Aileler de Sessiz Bir Savaşta
Bu tablo sadece gençleri değil, anne babaları da içten içe çökertiyor. Çocuklarına bir gelecek sunamamanın yüküyle göz göze gelmek, annelerin içini parçalıyor. Babalarsa “Eskiden biz şöyle yapardık” diyerek geçmişi bugünün sırtına yüklemeye çalışıyor. Ama bugünün çocukları geçmişin reçeteleriyle iyileşmiyor. Onların hastalığı farklı:
Anlamsızlık.
Artık yalnızca geçim derdi değil, yaşama anlam yükleme derdi var. Gençler, “Ben bu hayatta neden varım?” sorusuna cevap ararken yalnız kalıyor. Bu yalnızlık, ekran bağımlılığıyla, sosyal medya onayıyla, hızlı tüketimle, dijital dünyada bir kimlik yaratma çabasıyla geçici olarak bastırılıyor. Fakat gecenin sonunda o ışıklar sönüyor ve bir boşluk kalıyor: “Ben kimim, nereye gidiyorum?”
Gemlik’te Sosyal Doku Daralıyor
Mahalleler artık eskisi kadar sesli değil. Mahalle abileri, sokakta oyun oynayan çocuklar, bir ihtiyacı olduğunda koşan komşular azaldı. Modernleşme adı altında bireyselleştikçe yalnızlaştık. Yalnızlaştıkça savrulduk. Savruldukça tutunacak dallar arar olduk ama o dallar da kurumuş meğer.
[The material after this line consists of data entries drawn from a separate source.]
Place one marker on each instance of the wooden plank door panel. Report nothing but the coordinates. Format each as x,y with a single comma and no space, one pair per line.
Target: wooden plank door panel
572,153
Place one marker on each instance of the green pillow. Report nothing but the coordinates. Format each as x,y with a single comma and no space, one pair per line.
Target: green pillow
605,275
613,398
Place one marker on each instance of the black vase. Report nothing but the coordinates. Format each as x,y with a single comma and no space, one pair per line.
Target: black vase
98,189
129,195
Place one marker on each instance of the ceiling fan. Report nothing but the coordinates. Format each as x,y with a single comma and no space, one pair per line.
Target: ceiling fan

İşte tam da bu noktada, bir toplumu yeniden ayağa kaldıracak olan şey ne bina ne para ne de statüdür. Anlamdır. Birlikte üretmenin anlamı, dayanışmanın kıymeti, yoldaş olmanın gücü… Ve en önemlisi de gençlere “Sen değerlisin, bu şehrin bir parçasısın, senin fikrin, emeğin, hayalin bu toprağa değer katar” diyebilmek…
Peki Ne Yapmalı?
1. Gençlik Merkezleri sadece spor ya da el sanatlarıyla sınırlı kalmamalı. Gerçek hayat becerileri, finansal okuryazarlık, duygusal dayanıklılık, zihinsel sağlık eğitimleri verilmeli.
2. Belediyeler ve yerel STK’lar, gençleri sadece seçmen değil, paydaş olarak görmeli. Projelerde fikirleri alınmalı.
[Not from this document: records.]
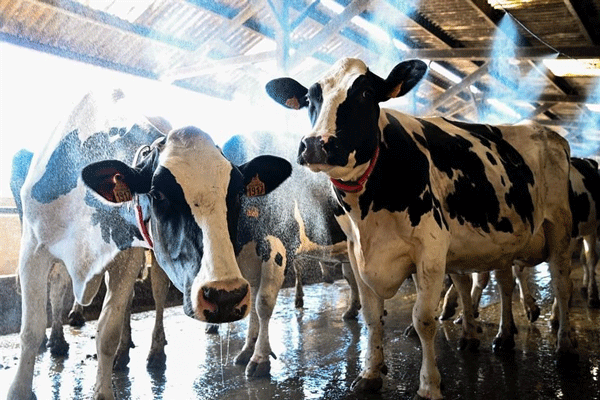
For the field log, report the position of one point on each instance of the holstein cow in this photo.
(299, 220)
(427, 196)
(184, 189)
(584, 200)
(60, 289)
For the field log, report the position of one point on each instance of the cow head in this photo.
(194, 195)
(343, 108)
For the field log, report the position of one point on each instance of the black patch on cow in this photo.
(580, 202)
(400, 179)
(279, 259)
(113, 226)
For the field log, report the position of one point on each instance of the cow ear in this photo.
(264, 174)
(114, 180)
(288, 92)
(403, 78)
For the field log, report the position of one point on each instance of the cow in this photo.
(85, 206)
(426, 196)
(584, 201)
(299, 217)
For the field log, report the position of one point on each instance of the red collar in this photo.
(142, 225)
(354, 187)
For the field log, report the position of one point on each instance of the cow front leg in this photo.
(354, 306)
(430, 277)
(60, 286)
(272, 276)
(505, 339)
(160, 288)
(590, 286)
(34, 266)
(559, 261)
(469, 339)
(120, 279)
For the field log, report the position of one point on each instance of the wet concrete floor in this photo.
(319, 355)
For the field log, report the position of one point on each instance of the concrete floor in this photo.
(319, 355)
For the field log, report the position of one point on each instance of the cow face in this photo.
(343, 108)
(194, 195)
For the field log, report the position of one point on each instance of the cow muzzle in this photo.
(223, 301)
(312, 151)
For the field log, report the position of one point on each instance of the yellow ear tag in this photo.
(255, 188)
(121, 190)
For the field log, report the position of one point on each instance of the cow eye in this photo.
(157, 195)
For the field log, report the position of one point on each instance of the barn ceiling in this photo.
(490, 60)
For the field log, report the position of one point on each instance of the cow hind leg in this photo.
(505, 339)
(559, 261)
(34, 266)
(590, 286)
(60, 284)
(120, 280)
(160, 288)
(469, 339)
(532, 310)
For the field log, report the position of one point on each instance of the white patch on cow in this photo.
(203, 174)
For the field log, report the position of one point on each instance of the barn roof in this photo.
(522, 57)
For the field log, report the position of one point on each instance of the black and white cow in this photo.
(299, 218)
(427, 196)
(584, 200)
(187, 192)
3. Yerel medya, başarı hikâyelerine değil, umut hikâyelerine yer vermeli. Başarısızlıktan çıkan zaferlere, yeniden doğanlara…
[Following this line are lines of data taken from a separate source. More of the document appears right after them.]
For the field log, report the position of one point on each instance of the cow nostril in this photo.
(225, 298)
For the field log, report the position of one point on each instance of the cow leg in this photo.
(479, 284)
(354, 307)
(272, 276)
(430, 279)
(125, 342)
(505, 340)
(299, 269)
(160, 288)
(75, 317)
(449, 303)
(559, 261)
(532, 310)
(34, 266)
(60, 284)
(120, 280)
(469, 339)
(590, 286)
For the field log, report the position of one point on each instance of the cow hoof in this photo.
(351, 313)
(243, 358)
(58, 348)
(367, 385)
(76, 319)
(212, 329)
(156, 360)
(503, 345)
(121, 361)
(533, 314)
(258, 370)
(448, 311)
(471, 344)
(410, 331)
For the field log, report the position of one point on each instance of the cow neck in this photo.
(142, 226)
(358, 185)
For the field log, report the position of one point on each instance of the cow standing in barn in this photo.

4. Aile içi diyalog güçlendirilmeli. Anne
babalara bilinçli ebeveynlik eğitimleri sunulmalı, kuşaklar arası uçurum değil, köprü kurulmalı.
Son Sözüm Şudur:
Gemlik’in gençleri sadece iş değil, anlam arıyor. Ve bir kenti ayağa kaldıracak en büyük devrim, o anlamı hep birlikte yeniden inşa etmektir. Bu devrim sessiz olacak belki ama köklü… Ve bu yazıyı okuyan her yetişkin, her kurum, her aile ferti şunu bilmeli: Umudu yeniden inşa etmek, bir toplumun yeniden doğmasıdır.